Midnight Express: How to Not Take Trains in Southern India.

People looking out of Indian train windows

As seems to be a consistent theme during my India trip, locating trains is like playing Escape Rooms, but I don’t know if that’s India’s fault or my easily confused mush-brain. When I do find the correct Kochi-bound train, I choose to impractically squeeze through the inside of the narrow, busy carriages with my giant backpack instead of locating the correct carriage from the outside. This is because, although the train isn’t meant to leave for another 15, it keeps slowly moving and stopping for no reason I can understand. Is the train driver having a little joke with me? I terrorize myself with visions of having to throw my bag on and jump on after it as the train speeds away, like something out of Indiana Jones, except I’d misjudge the throw, fall beneath the train and die. So. Best to locate my berth from the inside.

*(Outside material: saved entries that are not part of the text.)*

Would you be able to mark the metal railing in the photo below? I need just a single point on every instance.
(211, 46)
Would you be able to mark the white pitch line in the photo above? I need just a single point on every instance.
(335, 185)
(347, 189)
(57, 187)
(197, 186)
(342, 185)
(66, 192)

I am in the top bunk (recommended for Westerners because you avoid stares and rats) and beneath me there is an Indian family. I am nervous, but that’s less to do with safety and more to do with etiquette uncertainty. Essentially, I’m paranoid about looking like an ignorant tourist twat.

View from the top bunk on a sleeper train in India
View from the top

About an hour into the journey everyone begins to prepare their beds simultaneously and I notice they have all miraculously acquired bedding. I immediately assume that I’ve missed some kind of bedding trolley which provides the pillows and blankets to be shared among the whole compartment. I’m not sure if I’m recalling a past sleeper train experience from another trip/life, or whether it’s just something I believe should happen. Either way, I deem it appropriate to lean over my bunk and brazenly ask the family below to pass me some bedding; a request that is met with startled looks. Someone quietly explains I am to go and retrieve (AND PAY FOR) my own bedding from a particular section of the train. A hot wave of burning shame swells within me as I gradually realise the horrible significance of my white, imperial, expectant, outstretched arm, and I want to throw myself out the window.

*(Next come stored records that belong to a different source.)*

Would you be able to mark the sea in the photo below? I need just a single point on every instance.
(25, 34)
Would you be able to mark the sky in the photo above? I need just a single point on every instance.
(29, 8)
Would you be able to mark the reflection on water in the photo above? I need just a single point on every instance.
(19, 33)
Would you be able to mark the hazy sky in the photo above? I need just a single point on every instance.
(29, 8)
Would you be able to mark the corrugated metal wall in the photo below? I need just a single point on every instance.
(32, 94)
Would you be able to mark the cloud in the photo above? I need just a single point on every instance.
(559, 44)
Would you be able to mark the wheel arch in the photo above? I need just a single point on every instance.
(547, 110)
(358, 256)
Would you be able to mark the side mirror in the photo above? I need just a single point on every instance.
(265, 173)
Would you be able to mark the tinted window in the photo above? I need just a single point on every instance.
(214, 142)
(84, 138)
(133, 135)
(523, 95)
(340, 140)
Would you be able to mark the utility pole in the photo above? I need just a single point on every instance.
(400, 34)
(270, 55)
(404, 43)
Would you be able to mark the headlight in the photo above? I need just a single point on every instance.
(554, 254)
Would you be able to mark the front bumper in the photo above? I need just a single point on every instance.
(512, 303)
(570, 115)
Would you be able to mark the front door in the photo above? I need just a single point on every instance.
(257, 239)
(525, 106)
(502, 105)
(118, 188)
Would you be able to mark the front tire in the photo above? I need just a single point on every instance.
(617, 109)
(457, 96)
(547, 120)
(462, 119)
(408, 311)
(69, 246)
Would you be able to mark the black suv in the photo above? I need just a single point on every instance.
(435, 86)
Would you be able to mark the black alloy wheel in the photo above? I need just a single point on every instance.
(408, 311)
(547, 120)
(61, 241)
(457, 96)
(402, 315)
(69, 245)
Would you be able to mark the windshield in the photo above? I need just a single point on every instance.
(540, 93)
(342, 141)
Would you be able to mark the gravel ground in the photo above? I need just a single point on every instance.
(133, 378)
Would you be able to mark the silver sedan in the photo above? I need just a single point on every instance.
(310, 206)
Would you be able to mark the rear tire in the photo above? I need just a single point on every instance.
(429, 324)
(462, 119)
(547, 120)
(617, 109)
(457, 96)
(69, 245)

I go to collect my own bedding and climb back up into my tiny bunk (made even tinier due to the fact I am sharing the space with my massive backpack because I am too paranoid to let it out of my sight) and try to go to sleep. Needless to say, I don’t sleep. However, no one snores, farts or tries to climb in with me, and the toilets are nothing I haven’t already encountered at Glastonbury, so all in all, it’s not a bad experience. In the morning, everyone seems to rise at the same time of ludicrously early o’clock – swiftly packing away their bedding and eating breakfast. I’ve only just drifted off in what feels like the last 30 seconds so this is devastating, but there’s no way I’m going to risk playing the lazy, snoozing white person into the bargain, so I rise too, tripping out on lack of sleep but spurred on by the adrenaline.

Pretty plant-lined street in Kochi, Kerala
My destination

It’s vaguely impossible to tell which station we are at and taking the arrival time on your ticket as gospel is a schoolboy error. I must rely on the honestly and good faith of other passengers to tell me, which they do and are very kind (as well as bemused).

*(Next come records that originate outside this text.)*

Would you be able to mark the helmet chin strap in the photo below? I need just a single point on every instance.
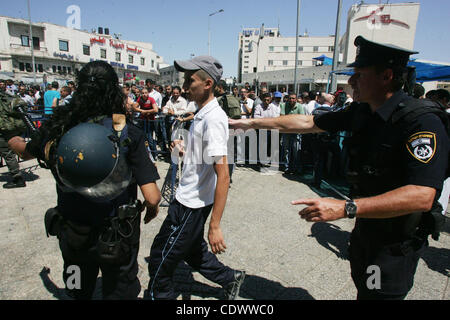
(119, 121)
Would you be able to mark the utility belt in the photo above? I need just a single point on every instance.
(428, 223)
(112, 241)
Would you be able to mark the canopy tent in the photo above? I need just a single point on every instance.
(424, 71)
(326, 61)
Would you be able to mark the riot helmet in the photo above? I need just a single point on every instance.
(89, 161)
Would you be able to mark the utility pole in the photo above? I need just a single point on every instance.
(209, 29)
(333, 85)
(296, 49)
(30, 41)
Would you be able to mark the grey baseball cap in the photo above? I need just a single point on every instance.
(206, 63)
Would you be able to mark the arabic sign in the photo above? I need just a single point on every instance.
(63, 55)
(376, 20)
(99, 40)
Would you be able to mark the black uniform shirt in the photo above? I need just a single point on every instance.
(414, 153)
(419, 150)
(75, 207)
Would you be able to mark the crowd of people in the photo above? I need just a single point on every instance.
(399, 151)
(155, 109)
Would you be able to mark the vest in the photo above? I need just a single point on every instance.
(373, 170)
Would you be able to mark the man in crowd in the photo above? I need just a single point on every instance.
(231, 106)
(11, 125)
(64, 99)
(147, 108)
(291, 142)
(203, 188)
(24, 96)
(167, 94)
(398, 164)
(49, 96)
(246, 104)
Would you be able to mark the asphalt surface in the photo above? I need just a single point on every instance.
(284, 257)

The scenery outside the train has dramatically changed and is now subtropical with huge palms rushing past the windows. Eventually it’s my stop and stepping off the train the humidity is immediately stifling and turns me into a melting mess. I’m wearing a shirt and long trousers as I’ve mostly been doing throughout India – advised for Western women in order to avoid unwanted attention – but my shirt is now almost transparent from sweat and moisture so I might as well just be wearing a Victoria’s Secret lingerie set shouting ‘hey boys’ and winking. No biggie, I think, I’ll just hop in a tuktuk to my guest house. Oh, there are no tuktuks? Why’s that? A taxi strike? Oh right. Maybe I can walk it? Oh it’s 4 miles. Public bus eh? Where do I catch that then? Half a km away? Brill. How will I know which bus to get on? I won’t unless I can read Malayalam? Cool. Oh and no internet? Sure.

Motorbike driving past a restaurant in Kochi, Kerala

So off I go on 30 minutes’ sleep, my 17 kilo backpack crushing my spine and moist clothing plastered to my flesh in search of a bus stop I’m not sure exists, to guess which bus to jump on. But…. through the power of others’ helpfulness and iPhone GPS it all works out and I get to where I need to be. I even get to sit down on one of the women only seats at the front of the bus, which is a treat (most buses are normally so rammed that the seats aren’t even visible). I’m too early to check into my guest house so I find a building which is either a hostel, a café or someone’s house – or all three – and I eat French toast and banana with an Indian guy who wants to practice his English whilst I’m drunk with fatigue.